An Accidental Protester

This past January, I spent a cold, wet, and fabulous week in Paris. One evening while strolling along the Left Bank, sauntering in the shadows of the imposing grandeur of L’Hôtel National des Invalides, I found myself caught up in a massive wave of protesters, who were dispersing from a demonstration in front of the Eiffel Tower. The crowd moved like a protean organism through the narrow Parisian streets, growing in immensity as other protest groups siphoned into the throng from criss-crossing thoroughfares.

My French is not nearly what it once was, so I had difficulty discerning the gist of the chants and call-and-response rallying cries, but I still read hieroglyphics with relative fluency. Looking at the protesters’ signs decorated with stick-figured, perfectly gendered families (i.e., a tall stick-figure man holding hands with a tall stick-figure woman, flanked by one each stick-figure girl-child and stick-figure boy-child), I knew that this was not a protest among which I wanted to be counted.

I tried to extricate myself from the human amoeba, and at every turn, every boulevard, every Rue de Something or Other, I encountered more protesters. I started to make out some of the declarations, such as “Opposition to Gay Marriage is Not Homophobic” and “Paternity, Maternity, Equality,” but I was trapped in a Kafkaesque vortex as I got swept along with the tide of impassioned anti-gay marriage, sign-carrying non-homophobes. Finally, by ducking into a Japanese restaurant and settling down to a glass of Côte du Rhône red wine and a plate of sushi I could watch the protest run its course and leave when the coast was clear. I do hope that as final numbers of participants are tallied, the organizers can subtract one, citing the presence of an accidental protester.

Just about a week later I was back in the States, and using language I could fully understand, newly inaugurated President Obama referred directly to equality for his “gay brothers and sisters,” citing Stonewall as the flashpoint for the lesbian and gay civil rights movement. It was, as bloggers blogged and twitterers tweeted, an historic occasion. This was the first time a president used the word gay (at least in its same-sex connotation) in an inauguration speech. Even more impressive was the fact that it caused hardly a stir (even among the Fox News pundits).

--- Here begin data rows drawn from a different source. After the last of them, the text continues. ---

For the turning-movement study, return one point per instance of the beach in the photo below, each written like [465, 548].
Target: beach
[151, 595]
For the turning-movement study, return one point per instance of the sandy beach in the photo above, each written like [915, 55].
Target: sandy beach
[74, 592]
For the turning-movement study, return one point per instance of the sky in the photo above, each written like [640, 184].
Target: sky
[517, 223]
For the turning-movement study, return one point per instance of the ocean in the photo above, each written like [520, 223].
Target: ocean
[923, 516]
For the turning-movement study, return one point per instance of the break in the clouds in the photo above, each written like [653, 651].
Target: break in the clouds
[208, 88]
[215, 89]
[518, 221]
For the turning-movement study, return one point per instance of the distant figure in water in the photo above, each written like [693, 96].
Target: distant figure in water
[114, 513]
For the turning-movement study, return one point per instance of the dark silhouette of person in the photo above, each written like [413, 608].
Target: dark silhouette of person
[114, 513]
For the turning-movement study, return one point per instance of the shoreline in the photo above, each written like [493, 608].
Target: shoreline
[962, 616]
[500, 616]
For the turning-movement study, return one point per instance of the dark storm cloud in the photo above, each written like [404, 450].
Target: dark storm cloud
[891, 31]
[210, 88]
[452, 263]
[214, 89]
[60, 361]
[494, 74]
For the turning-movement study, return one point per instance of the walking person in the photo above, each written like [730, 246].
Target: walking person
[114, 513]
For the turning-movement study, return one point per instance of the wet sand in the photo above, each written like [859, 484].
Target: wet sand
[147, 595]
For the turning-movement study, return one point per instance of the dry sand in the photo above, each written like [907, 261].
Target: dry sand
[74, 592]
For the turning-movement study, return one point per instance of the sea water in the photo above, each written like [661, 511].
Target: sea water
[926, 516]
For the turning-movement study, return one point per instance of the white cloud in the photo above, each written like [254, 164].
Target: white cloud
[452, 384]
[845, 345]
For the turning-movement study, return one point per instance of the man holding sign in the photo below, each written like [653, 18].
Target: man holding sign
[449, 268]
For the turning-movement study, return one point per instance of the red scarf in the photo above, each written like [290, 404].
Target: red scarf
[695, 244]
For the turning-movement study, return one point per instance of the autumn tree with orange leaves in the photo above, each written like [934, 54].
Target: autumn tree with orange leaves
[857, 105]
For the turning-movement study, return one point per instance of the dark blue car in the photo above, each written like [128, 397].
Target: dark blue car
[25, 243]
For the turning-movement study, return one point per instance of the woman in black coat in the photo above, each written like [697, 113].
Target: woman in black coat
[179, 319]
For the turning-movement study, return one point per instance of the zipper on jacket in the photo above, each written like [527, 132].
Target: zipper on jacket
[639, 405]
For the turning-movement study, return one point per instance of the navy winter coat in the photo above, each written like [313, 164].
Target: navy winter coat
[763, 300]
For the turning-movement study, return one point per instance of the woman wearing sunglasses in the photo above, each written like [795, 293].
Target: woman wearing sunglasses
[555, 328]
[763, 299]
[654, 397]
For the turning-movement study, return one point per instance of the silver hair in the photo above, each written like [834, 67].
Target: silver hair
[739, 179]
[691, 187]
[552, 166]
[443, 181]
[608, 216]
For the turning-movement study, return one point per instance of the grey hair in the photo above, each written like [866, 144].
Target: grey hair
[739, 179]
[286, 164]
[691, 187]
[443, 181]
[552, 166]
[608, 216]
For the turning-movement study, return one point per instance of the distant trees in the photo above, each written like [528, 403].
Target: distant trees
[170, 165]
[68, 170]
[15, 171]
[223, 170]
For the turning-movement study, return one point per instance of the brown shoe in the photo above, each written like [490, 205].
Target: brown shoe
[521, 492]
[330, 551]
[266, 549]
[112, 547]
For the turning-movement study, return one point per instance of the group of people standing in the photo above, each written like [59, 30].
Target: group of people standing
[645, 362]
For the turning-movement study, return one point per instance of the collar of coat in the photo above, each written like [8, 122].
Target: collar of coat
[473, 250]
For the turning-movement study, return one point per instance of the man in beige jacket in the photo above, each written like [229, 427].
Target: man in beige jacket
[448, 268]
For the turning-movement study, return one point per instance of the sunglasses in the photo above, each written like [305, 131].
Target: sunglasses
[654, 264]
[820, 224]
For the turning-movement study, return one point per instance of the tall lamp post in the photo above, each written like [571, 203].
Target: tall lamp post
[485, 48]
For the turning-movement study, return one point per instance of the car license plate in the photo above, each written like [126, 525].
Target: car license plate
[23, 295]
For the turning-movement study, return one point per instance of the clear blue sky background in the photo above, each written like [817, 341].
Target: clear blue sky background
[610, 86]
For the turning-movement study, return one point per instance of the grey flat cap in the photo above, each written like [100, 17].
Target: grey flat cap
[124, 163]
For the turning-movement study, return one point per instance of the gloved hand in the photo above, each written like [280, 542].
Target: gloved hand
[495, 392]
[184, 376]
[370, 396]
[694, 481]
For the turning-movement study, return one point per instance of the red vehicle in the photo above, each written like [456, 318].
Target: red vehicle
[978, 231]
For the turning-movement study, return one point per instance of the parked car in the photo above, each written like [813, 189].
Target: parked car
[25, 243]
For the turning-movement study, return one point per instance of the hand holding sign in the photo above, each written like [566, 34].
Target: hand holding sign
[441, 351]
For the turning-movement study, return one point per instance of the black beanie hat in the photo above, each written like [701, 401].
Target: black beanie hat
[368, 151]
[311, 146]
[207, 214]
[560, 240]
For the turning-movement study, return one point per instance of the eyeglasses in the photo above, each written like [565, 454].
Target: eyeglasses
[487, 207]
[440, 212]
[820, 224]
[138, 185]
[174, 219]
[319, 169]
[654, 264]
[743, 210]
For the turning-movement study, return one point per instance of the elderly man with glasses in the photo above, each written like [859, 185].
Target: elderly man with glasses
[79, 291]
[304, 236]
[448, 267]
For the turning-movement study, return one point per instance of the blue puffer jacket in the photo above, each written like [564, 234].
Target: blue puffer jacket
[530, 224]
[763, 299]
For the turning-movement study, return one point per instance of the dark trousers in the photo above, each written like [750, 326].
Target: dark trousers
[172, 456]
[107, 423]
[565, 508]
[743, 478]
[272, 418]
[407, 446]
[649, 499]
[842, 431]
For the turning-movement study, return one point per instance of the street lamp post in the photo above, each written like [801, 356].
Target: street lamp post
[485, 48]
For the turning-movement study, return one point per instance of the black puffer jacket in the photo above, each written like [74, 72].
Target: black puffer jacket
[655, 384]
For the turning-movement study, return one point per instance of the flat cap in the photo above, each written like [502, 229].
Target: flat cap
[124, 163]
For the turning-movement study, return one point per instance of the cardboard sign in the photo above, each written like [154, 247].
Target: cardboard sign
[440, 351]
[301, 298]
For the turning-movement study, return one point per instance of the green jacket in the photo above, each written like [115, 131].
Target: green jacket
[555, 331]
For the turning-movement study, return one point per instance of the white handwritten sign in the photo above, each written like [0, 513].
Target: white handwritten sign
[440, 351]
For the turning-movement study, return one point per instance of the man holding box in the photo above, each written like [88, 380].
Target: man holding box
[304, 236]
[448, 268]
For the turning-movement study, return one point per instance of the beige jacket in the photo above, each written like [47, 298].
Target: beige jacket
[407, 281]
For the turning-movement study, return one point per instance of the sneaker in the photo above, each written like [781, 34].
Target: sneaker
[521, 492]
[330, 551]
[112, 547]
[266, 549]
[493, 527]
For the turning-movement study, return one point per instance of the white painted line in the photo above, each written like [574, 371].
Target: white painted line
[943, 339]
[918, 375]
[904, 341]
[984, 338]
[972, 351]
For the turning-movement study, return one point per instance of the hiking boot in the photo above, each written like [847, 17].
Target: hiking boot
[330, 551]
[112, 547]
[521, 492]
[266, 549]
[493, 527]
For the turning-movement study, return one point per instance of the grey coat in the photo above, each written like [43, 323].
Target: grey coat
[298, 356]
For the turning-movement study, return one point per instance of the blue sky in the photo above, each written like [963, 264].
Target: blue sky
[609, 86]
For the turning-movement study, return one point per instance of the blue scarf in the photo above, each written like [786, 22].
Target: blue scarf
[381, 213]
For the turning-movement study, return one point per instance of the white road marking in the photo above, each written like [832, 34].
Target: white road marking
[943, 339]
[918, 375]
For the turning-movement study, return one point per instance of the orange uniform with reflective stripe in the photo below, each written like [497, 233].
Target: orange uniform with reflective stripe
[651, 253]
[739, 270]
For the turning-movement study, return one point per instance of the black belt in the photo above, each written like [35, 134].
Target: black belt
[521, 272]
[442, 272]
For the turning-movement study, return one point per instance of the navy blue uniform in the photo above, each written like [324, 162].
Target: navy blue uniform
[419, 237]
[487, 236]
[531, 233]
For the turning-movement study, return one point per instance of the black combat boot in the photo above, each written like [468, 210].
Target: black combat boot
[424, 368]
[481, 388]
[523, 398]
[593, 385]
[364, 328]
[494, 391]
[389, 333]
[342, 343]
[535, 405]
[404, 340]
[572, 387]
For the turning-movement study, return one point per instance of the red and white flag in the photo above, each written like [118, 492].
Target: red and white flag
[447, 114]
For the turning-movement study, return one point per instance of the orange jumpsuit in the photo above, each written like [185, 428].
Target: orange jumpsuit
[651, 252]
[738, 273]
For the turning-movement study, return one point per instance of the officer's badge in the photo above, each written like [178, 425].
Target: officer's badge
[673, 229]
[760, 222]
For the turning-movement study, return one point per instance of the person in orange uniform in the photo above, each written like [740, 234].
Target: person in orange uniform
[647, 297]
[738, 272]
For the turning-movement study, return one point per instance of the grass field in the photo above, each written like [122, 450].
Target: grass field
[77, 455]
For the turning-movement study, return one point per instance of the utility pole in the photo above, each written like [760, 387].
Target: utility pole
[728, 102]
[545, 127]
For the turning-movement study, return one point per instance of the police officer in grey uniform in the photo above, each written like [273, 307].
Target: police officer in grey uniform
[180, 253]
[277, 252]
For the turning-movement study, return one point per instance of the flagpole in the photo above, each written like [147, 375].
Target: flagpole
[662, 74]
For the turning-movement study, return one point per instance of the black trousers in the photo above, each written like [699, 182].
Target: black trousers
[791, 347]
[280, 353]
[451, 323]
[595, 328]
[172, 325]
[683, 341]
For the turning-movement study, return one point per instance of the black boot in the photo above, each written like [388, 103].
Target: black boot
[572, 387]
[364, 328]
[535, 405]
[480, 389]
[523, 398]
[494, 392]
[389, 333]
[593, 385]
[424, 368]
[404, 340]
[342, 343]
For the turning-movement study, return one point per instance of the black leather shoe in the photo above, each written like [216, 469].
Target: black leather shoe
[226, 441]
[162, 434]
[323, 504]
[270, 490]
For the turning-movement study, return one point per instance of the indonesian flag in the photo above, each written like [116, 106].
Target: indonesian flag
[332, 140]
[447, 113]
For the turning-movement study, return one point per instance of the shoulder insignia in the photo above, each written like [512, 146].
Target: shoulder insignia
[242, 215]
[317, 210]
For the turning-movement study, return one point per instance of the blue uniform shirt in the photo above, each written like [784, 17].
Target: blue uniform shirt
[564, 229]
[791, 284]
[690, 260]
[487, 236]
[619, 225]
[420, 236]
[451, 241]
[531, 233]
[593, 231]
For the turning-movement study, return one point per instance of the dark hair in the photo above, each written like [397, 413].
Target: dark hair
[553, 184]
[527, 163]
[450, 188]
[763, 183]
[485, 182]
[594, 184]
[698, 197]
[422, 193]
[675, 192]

So then why did I feel that something had been lost in translation? First, Obama does a disservice to our revolutionary forbears who took part in the Stonewall Riots by metonymically linking that event with the rights of gay men and women to marry. As all accounts have it, a good number of the instigators on that June night in 1969 were drag queens and street kids, and they were not protesting for the right to file joint tax returns but exploding with long-suppressed rage to ongoing humiliation and abuse from the law. Second, I am afraid that gay marriage has to a degree subsumed all other LGBT issues, and we are marching along, becoming accidental protesters focused on one aspect of equality that benefits only the coupled, the moneyed, and those in the mainstream.

Offering (for me) a corrective to this interpretation, CLAGS hosted a number of important events in the fall, and I was energized anew by the nuances within and among the multiple discourses arising from our diverse communities. The Harry Hay conference in September situated LGBTQ militancy through particular historical moments and reflected the potential for realizing new communities unbound by constraints of gender and sexual desires. The celebration of the book Born this Way was a forceful reminder of the agony, courage, and pleasures associated with coming out as LGBT. Nina Arsenault embodied and celebrated through performance and praxis what it means to be a trans woman and artist, and playwright and drag artist Charles Busch hilariously described the process of working in the margins of New York theatre with a group of like-minded misfits to hobnobbing with the show-biz elite. And finally, capping the semester with his inspiring Kessler Award Lecture, Martin Duberman offered a call to arms to consider the costs of sacrificing radicalism for normativity.

The spring calendar offers even more opportunities to deepen the conversation and broaden our understandings of LGBT issues locally, nationally, and internationally. We will continue to provide opportunities for artists to share their creative processes and challenges through the enormously popular Performing Que(e)ries series, and we will host a number of scholars and activists who will share their own work in their varied fields and disciplines. The highlight of the spring, though, will most certainly be the Homonationalism and Pinkwashing Conference, which sold out its registration within days of announcement and has already generated considerable buzz and anticipation.

I do not want to minimize the historical significance of gay and lesbian marriage equality. Beyond its symbolic importance, marriage equality is crucial to the lives of our gay brothers and sisters raising families across the country (and not just the nine states that legally recognize same-sex marriages). Yet, we must resist the centripetal force that binds us to a single issue.

At CLAGS, we welcome the opportunity to throw away the guidebook and set out in new directions.